Stroke is the 3rd leading cause of death in the United States and the leading cause of disability. It is important to recognize the different types of stroke, the symptoms and how to reduce your risk. Your stroke risk increases with age especially if risk factors are not controlled early in ones 20's to 40's. Learn how you can prevent Stroke and help someone having a stroke in your presence.
- Every 45 seconds, someone has a stroke in the US.
- 750,000 people per year have one
- Surveys suggest that 38% of 50+ year old individuals don't know where stokes happen in the body, 19% don't know how to prevent them.
- 3rd leading cause of death
- #1 cause of disability in adults
- 2/3 of all strokes happen to individuals over 65 years old
- Can cause $60,000+ in medical charges
- Males have a higher risk of stroke (2:00)
- African Americans also have a higher risk
- Lifestyle has a large effect on the risk of stroke
What we can't do to prevent Stroke
- Age: Changes of getting a Stroke double per decade of life
- Heredity: Males and African Americans have a higher risk (4:00)
- Gender: Males have a higher risk of getting a stroke, women are more likely to die of stroke
- Women taking birth control pills and smoking can get a stroke at a young age
- TIA Stroke = "mini strokes" - When someone has mini stroke, they are 10x more likely to have a major Stroke
What you can do to prevent Stroke
- Hypertension - Leading cause of Stroke. Testing your blood pressure over many years is vital to preventing Stroke.
- Smoking - Smoking can really elevate the risk of Stroke in the youth (9:00)
- Lower your Cholesterol - Someones weight and health has an effect on the likelihood of stroke. LDL Cholesterol should be less than 100.
- Keep blood sugar down - Diabetes can increase the risk of Stroke
- Eating overall healthier - Eat less saturated fat, less sodium, less carbs, and less calories. Watch out for deceptive product labels when grocery shopping. Smaller servings are generally better.
- Eating fish can be healthy, but avoid fish with high saturated fat content (12:00).
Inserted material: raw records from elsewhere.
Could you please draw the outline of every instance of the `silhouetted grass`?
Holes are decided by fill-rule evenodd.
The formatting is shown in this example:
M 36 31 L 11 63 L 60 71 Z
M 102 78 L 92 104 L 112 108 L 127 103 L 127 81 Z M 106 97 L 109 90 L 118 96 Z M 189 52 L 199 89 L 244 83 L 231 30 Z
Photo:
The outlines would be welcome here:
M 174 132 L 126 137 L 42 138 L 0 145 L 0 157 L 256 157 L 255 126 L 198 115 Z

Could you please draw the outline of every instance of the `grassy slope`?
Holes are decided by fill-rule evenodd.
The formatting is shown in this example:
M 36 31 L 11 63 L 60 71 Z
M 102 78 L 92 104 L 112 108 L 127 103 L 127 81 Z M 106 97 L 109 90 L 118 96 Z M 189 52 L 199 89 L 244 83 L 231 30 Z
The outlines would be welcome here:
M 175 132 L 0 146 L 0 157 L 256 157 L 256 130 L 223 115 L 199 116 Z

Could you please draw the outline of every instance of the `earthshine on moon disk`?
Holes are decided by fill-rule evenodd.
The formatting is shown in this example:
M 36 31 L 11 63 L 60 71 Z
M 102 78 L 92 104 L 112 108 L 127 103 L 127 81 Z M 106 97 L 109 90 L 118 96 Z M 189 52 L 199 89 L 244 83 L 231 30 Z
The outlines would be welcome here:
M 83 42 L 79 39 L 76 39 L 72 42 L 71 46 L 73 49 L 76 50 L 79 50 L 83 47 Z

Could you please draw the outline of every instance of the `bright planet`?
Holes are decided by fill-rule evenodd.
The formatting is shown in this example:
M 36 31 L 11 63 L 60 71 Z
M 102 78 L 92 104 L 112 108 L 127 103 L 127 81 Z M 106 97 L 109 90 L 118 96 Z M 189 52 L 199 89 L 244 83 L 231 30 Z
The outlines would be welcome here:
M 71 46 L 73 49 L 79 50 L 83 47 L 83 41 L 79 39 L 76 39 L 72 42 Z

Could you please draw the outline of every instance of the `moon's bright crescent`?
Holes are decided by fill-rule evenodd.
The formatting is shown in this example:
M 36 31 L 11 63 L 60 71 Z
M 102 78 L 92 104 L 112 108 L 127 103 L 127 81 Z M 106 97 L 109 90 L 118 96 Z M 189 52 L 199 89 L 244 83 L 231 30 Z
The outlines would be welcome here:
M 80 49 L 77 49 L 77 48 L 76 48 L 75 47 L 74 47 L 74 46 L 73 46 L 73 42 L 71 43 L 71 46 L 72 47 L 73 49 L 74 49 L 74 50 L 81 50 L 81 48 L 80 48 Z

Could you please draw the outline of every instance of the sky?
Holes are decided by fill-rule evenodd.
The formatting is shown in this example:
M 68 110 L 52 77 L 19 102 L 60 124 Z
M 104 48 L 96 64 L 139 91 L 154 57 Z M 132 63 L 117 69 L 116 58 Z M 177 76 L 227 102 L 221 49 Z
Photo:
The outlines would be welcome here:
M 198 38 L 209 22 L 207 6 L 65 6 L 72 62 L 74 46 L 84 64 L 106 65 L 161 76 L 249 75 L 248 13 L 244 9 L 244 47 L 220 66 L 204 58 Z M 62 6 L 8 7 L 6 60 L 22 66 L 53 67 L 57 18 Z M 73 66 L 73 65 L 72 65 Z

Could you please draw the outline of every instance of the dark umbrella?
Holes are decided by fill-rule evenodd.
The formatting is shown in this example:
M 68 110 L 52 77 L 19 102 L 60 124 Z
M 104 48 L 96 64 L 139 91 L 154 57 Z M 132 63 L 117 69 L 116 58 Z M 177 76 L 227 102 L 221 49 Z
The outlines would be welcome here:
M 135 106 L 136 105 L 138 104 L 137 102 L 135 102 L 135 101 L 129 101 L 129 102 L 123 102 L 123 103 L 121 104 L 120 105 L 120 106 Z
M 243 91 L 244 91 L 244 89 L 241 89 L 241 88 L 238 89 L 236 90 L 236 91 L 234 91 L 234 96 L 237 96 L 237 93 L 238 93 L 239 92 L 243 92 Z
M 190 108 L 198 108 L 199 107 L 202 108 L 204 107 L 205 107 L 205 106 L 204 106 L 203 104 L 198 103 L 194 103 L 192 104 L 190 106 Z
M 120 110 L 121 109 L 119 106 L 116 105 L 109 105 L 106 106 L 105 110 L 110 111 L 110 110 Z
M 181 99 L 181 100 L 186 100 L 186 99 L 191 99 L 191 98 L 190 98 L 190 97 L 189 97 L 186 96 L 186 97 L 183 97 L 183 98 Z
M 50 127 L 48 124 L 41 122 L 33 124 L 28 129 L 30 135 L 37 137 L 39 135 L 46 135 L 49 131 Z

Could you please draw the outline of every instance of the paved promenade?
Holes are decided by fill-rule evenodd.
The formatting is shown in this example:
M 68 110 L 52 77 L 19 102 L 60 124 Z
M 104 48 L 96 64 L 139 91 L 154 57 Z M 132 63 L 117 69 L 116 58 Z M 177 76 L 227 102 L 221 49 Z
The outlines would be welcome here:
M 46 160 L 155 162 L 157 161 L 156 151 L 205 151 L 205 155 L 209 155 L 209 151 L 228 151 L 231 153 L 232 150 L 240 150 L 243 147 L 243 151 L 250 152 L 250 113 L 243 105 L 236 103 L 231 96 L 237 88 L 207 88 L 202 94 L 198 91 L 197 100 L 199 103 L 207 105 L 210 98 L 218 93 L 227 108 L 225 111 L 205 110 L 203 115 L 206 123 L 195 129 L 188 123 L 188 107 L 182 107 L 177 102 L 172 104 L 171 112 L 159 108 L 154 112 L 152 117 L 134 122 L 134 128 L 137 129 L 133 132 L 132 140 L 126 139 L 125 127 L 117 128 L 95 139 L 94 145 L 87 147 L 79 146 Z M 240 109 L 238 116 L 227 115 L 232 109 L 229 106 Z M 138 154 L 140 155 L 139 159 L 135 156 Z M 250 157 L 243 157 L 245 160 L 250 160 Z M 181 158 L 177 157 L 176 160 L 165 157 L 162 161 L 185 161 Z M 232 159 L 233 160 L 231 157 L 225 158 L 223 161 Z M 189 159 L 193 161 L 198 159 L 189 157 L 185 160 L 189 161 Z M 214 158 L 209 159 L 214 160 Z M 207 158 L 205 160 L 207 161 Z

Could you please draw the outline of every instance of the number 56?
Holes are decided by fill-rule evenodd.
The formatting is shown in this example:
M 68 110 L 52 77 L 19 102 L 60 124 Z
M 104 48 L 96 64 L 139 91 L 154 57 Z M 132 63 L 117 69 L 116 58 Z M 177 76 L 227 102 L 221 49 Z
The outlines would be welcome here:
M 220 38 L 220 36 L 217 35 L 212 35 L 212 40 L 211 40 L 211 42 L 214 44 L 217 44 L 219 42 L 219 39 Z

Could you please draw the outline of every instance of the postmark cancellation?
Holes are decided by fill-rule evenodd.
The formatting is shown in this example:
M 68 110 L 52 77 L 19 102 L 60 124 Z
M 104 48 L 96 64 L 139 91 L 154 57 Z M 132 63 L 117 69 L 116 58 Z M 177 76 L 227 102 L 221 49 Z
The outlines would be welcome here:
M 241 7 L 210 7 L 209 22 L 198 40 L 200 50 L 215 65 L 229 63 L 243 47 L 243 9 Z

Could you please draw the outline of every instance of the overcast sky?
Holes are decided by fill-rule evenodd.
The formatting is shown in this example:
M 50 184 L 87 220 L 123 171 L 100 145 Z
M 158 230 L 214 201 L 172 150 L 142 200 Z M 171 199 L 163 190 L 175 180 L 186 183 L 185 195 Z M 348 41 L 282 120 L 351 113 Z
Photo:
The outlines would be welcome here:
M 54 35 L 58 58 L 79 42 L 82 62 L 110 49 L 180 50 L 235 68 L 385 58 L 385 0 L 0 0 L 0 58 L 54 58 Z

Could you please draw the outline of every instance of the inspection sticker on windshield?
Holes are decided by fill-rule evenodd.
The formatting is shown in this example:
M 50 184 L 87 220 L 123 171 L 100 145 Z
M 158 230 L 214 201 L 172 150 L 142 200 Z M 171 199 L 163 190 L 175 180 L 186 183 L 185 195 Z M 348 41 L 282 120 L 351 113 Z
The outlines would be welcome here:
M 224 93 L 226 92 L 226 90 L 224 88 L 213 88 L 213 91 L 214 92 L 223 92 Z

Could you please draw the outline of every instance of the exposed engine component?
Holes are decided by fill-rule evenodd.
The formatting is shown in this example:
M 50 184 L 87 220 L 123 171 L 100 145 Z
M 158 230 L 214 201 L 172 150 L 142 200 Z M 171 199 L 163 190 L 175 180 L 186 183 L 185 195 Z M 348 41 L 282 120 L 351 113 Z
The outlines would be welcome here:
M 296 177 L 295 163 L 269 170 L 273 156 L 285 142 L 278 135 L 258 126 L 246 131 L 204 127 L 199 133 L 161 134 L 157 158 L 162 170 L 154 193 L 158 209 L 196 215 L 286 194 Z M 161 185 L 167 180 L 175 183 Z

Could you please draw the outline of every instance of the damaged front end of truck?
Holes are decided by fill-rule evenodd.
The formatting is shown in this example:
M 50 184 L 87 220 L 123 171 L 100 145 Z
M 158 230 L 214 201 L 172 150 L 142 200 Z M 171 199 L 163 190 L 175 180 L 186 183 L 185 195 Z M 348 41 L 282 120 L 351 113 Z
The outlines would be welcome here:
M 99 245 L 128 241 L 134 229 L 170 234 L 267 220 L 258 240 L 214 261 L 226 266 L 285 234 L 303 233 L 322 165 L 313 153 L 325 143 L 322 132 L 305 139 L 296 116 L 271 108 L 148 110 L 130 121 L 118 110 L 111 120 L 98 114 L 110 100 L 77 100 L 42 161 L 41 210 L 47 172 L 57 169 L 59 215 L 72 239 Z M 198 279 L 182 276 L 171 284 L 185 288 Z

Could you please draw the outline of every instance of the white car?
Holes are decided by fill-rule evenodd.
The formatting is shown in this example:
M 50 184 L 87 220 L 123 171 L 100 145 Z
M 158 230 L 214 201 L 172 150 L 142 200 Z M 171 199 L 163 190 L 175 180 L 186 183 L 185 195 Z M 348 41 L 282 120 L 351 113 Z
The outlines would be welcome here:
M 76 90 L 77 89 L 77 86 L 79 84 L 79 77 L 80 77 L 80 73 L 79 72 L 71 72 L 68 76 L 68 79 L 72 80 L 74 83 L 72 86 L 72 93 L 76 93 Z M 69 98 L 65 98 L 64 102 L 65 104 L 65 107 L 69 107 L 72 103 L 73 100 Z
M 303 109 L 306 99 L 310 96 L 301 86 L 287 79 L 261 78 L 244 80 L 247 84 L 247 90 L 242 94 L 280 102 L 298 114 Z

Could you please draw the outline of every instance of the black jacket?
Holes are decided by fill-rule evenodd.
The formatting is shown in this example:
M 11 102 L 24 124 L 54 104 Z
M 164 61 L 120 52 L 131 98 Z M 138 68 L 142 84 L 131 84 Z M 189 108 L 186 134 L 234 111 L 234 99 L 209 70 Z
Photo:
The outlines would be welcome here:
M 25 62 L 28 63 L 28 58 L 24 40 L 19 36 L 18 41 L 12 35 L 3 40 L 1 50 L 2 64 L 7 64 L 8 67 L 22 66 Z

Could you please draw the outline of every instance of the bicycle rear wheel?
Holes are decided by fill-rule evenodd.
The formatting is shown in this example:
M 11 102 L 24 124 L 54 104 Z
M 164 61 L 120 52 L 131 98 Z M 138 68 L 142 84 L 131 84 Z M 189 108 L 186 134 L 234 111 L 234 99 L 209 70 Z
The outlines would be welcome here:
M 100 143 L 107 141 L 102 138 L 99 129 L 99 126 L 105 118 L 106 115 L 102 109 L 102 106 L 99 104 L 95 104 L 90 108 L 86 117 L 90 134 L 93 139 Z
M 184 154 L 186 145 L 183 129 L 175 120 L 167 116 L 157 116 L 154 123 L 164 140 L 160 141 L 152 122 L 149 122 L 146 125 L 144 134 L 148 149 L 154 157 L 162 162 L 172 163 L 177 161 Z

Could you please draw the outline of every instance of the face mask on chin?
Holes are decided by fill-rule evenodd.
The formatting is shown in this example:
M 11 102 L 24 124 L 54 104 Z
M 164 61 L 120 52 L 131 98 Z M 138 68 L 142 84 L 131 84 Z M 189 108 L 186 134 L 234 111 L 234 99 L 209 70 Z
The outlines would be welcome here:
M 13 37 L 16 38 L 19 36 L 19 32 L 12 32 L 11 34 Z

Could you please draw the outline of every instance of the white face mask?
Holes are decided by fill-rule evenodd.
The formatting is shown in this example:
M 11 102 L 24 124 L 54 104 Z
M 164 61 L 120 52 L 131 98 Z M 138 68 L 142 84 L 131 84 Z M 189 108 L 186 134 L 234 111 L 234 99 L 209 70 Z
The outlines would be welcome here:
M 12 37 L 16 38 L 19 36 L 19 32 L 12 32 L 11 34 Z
- Understand the food labels on packaged foods.
- Consume Omega-3, 4 to 6 grams daily.
- Physical activity - helps reduce plaque in the blood (17:00)
- Sleep apnea - increases risk of memory loss, heart attacks, headaches, and Stroke.
- Drugs - cocaine can induce Stroke. Don't do heavy/illegal drugs.
- Auto-immune diseases can increase Stroke risk in women
- Multiple miscarriages can increase the risk of Stroke in women.
Symptoms of an upcoming Stroke(19:30)
- One side of the body becomes numb or week
- Sudden confusion or trouble speaking
- Hard time understanding speech or seeing clearly
- Loss of balance
- Sudden severe headache (out of nowhere)
Different types of Stroke
- TIA stroke (mini-stroke)
- Ischemic Stroke
- Hemorrhagic Stroke
How does Stroke effect the brain?(22:00)
Right-side brain Stroke = sight loss, can lead to behavioral issues, and loss of control of left side of the body.
Left-side brain Strokes = speech and language issues, behavioral issues, and loss of control of right side of the body.
Depression - Sadness, or suicidal.
Apathy - Don't won't to do anything (productive or fun) after having a stroke
Helping a Stroke patient
• Writing journal and sticky notes are great for helpful reminders
• Call 911, do not drive potential Stroke sufferers to hospital. The hospital prepares for Stroke patients upon 911 call. Clot-busting drugs will be given in ER. Extremely useful when given within
• 3 hours of Stroke, so 911 must be called to ensure a timely delivery.
• Strokes can effect neural network and may make the sufferer think he/she is fine and doesn't need help.
• F.A.S.T = Face, Arms, Speech Test = Does a smile effect one side of the face, does one arm drift downward, do they speak in normal sentences without slurring?